It never occurred to Allyson Toppi ’20, ’21 that she could work in robotics. She hadn’t joined Lego League in high school, and she did not take any robotics classes as a mechanical engineering major.
But a summer internship at Brooks Automation, a robotics and life sciences company in Chelmsford, Massachusetts, demystified the field. She worked on the robotics team, testing the tension of the metal bands that move the robots’ arms. By summer’s end, she had invented a tool that could test the band tension without partly dismantling the arms.
“I never thought I could be someone who built robots; it seemed really difficult and high tech,” she says. “But I wanted to challenge myself, and I thought that the internship would be a really good way to see if it was something I was interested in doing in the future.”
That internship the summer before her senior year led to a second summer internship, which turned into a flexible, part-time job while she pursued a master’s degree, encouraged by her Brooks supervisor, Director of Engineering Joe Hallisey. Toppi was able to take a robotics class as part of her accelerated master’s program, which she completed in one year with dual concentrations: mechanics and materials, and design and manufacturing.
Now, the former intern has a full-time job at Brooks in its semiconductor division, which makes precision robots, vacuum and automation systems that are used worldwide in the manufacturing of silicon chips.

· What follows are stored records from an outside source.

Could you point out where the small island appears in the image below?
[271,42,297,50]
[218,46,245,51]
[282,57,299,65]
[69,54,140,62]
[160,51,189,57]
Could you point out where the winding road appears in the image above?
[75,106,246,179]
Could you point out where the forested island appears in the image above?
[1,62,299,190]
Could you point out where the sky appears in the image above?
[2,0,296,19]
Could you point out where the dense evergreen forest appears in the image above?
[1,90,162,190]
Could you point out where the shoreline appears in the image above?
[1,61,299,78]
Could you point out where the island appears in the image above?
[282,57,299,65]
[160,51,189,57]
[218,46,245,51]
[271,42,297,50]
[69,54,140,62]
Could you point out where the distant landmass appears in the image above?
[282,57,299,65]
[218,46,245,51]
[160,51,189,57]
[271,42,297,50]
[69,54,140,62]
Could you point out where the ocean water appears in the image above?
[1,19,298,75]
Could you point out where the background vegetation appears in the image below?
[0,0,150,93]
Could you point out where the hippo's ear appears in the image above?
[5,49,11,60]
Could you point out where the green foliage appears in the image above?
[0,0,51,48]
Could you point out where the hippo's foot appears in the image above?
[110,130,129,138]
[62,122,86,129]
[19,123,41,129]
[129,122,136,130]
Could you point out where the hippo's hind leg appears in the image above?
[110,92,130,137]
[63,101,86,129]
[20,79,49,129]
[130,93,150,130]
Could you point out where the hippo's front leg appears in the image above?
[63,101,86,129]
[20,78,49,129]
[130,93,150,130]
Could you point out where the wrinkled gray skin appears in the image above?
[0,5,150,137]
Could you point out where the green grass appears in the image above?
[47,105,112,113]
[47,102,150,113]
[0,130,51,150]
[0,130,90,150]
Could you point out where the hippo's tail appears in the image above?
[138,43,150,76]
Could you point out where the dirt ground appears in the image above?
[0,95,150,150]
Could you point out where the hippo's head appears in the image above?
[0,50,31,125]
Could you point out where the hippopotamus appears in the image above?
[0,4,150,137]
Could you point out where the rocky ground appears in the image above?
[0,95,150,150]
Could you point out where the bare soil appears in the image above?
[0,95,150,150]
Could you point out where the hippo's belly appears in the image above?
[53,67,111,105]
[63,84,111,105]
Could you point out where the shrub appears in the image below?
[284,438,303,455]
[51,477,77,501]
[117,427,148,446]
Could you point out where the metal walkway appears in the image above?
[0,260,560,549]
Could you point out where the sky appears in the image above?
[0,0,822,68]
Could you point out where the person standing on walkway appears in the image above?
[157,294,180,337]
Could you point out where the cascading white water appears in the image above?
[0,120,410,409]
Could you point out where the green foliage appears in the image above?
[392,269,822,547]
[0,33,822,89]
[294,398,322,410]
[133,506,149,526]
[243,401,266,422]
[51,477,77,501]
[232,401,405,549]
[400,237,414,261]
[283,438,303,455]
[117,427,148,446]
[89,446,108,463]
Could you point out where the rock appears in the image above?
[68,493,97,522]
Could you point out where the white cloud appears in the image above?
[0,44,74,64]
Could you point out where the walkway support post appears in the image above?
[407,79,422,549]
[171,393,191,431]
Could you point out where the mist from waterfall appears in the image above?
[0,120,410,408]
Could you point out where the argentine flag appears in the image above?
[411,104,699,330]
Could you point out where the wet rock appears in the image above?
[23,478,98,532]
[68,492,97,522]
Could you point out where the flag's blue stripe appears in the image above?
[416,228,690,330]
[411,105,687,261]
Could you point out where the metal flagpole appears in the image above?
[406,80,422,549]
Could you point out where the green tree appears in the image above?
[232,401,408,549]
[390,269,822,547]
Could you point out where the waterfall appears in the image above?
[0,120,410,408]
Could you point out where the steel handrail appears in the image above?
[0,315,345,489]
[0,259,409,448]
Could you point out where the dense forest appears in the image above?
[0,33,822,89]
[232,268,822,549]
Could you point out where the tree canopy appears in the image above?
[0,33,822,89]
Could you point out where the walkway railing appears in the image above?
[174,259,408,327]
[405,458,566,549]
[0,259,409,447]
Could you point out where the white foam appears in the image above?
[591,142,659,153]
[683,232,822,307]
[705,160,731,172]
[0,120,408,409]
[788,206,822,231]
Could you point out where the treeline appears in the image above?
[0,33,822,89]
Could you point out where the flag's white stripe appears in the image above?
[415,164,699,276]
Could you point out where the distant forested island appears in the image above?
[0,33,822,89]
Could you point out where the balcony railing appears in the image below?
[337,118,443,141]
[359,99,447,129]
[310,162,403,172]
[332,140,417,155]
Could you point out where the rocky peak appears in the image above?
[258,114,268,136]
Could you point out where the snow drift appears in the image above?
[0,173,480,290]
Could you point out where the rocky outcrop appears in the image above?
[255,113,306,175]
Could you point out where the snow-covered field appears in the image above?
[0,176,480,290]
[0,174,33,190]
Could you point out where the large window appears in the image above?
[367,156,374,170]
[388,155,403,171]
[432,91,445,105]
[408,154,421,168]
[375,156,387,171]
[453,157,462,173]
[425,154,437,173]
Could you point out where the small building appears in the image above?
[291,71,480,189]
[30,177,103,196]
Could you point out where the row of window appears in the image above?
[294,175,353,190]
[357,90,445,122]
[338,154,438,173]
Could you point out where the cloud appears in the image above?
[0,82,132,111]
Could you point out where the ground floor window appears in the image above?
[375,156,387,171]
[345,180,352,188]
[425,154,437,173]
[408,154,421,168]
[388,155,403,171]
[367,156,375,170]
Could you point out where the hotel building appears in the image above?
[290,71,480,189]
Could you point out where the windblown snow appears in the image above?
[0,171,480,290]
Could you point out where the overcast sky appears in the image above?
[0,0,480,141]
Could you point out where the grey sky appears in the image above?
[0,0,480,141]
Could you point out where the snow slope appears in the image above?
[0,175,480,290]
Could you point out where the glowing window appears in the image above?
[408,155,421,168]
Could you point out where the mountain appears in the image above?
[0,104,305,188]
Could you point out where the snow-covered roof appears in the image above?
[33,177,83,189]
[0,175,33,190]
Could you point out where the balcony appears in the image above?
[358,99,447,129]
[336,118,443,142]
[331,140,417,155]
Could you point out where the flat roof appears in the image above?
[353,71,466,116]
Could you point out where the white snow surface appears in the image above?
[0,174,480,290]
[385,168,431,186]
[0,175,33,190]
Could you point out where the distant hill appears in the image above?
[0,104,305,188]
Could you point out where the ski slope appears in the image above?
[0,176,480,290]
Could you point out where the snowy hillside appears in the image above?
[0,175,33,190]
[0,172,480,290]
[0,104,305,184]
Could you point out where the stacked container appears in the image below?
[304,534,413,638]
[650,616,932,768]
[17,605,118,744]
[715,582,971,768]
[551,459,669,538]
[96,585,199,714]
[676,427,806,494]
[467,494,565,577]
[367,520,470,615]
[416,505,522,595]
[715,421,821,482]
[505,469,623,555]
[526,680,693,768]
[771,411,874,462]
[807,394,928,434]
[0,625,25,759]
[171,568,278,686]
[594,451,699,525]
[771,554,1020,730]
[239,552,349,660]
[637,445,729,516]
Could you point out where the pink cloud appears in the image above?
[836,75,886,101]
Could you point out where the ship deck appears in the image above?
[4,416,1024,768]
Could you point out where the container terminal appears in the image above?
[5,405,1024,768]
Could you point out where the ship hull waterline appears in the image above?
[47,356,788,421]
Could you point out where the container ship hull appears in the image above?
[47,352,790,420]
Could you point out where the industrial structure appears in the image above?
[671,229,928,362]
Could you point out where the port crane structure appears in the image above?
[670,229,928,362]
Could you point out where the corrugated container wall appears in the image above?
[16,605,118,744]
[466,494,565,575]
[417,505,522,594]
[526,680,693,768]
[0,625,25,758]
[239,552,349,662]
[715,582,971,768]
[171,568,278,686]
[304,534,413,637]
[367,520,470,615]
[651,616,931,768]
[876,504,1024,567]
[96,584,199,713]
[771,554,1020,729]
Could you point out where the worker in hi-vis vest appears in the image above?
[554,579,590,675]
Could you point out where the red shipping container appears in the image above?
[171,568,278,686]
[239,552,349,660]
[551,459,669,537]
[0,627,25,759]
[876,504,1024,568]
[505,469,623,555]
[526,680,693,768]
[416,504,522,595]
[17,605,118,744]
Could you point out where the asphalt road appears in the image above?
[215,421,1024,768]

In June 2021, Toppi entered the company’s rotational program for new engineers. With the help of a company mentor, she will select three different teams to work with over 18 months before finding a permanent placement.
Toppi, who is from Rowley, Massachusetts, says her experiences at UMass Lowell paved the way for her success. But her interest in engineering started in high school, when her mom suggested she take a Women in Engineering class as a ninth-grade elective.
“I convinced a friend to take it, and I never looked back,” she says. “Engineering combines the analytical math side that I have always enjoyed … with a little bit of creativity. It’s creative problem-solving.”
Throughout high school, she took every elective in engineering that she could, even though she was the only girl in those classes after freshman year. A woman engineer turned high school math teacher served as an important role model. She told Toppi she should go to UMass Lowell — and remains a friend and mentor. “I never questioned that women could be engineers because here was one in front of me, and she was so smart, strong and capable. I looked up to her and thought, ‘This is what an engineer is,’” Toppi says.
At UMass Lowell, Toppi majored in mechanical engineering because her high school teachers told her it was versatile. The summer after her sophomore year, she got her first professional internship at Axcelis Technologies in Beverly, Massachusetts. Axcelis makes ion implanters, a machine used to manufacture semiconductors. She worked with a physicist, testing materials for use in the precision machines.
The following summer, at Brooks Automation, she was treated like a professional engineer from the start, she says. Hallisey, her supervisor, gave her the tension testing project and let her run with it.
“I felt the whole time like everyone on the team really trusted what I was doing, and if I made a decision on the project, they’d let me go with it,” she says.
At the end of the summer, when she presented her solution — a tension-testing probe that could be inserted into a hole beneath each robot’s serial number plate — lots of people told her how valuable the tool would be in their work. The following summer, she worked on testing protocols for different robot arms, and Brooks Automation’s president, Steve Schwartz, told her how much he appreciated her hard work. “I really felt like I was making an impact on the company,” she says.
Now, she is excited to be starting at Brooks full time in the rotational program. She is also happy to note that the company has quite a few women engineers on staff. “That helps me feel more comfortable and more confident,” she says. “It’s nice to have those role models.”
Toppi is already informally mentoring the next generation of up-and-coming women engineers herself, including Hallisey’s daughter and her friends’ younger sisters. Maybe someday she will even return to the university to get her Ph.D. or to teach, she says. “It would be great to be that role model,” she says.
“I always thought it was cool when women here were my professors.”